The single unchallengable advantage that AAA studios have over their independent counterparts is access to labour. You can’t guarantee that a game’s visuals have a competent aesthetic thesis by throwing person-hours at it, but you can shadow-map every individual wrinkle on the protagonist’s horse’s nutsack; thus, by defining the quality of a game’s graphics purely in terms of whatever is the most labour-intensive to produce – which, for the moment, happens to be hyper-photorealism – one arrives at a situation where only AAA games can be said to have good graphics.

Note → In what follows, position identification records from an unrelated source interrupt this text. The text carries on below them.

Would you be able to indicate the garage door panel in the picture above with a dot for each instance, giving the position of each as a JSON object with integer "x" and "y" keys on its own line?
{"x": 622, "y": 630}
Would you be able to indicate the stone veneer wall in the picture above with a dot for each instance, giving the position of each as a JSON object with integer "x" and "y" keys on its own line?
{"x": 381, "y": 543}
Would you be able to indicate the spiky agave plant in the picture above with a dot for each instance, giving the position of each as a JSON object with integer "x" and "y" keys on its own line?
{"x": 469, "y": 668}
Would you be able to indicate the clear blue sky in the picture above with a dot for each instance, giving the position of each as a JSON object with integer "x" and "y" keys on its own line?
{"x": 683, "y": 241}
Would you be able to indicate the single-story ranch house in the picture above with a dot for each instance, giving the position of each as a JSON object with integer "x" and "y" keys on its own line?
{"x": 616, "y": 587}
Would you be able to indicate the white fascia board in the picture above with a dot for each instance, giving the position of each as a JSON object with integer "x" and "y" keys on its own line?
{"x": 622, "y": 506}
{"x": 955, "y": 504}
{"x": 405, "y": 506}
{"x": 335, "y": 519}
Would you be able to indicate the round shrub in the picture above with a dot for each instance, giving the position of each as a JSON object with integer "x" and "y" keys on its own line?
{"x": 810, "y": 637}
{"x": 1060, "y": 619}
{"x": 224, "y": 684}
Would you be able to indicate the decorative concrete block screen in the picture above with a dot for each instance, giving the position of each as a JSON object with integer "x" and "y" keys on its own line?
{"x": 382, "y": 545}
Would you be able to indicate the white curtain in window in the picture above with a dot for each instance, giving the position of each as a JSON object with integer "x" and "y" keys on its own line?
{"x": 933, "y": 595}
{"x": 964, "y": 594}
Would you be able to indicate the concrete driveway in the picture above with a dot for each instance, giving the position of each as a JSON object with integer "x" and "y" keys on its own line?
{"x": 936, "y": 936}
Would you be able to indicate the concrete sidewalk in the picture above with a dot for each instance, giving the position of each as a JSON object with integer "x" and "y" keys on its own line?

It’s that “for the moment” that we need to watch out for, incidentally. There’s nothing special about hyper-photorealism other than the fact that it’s (presently) extremely labour-intensive to produce. The studios are perfectly capable of playing the same game with other approaches to visual design that make similar labour demands; “stylisation” in itself is no cure. The critical understanding is that these approaches are favoured because they’re hugely labour-intensive, which in turn permits the creation of de facto monopolies on their production. The crunch time isn’t an incidental by-product of arbitrary aesthetic choices – it’s the whole point.
(This is a big part of why I’ve never been comfortable with the whole “I want games with worse graphics” thing. Yes, we should challenge AAA labour practices; however, by equating “graphics which are less labour-intensive to produce” with “worse graphics”, we’re allowing the AAA marketing apparatus to define the terms of the discussion.)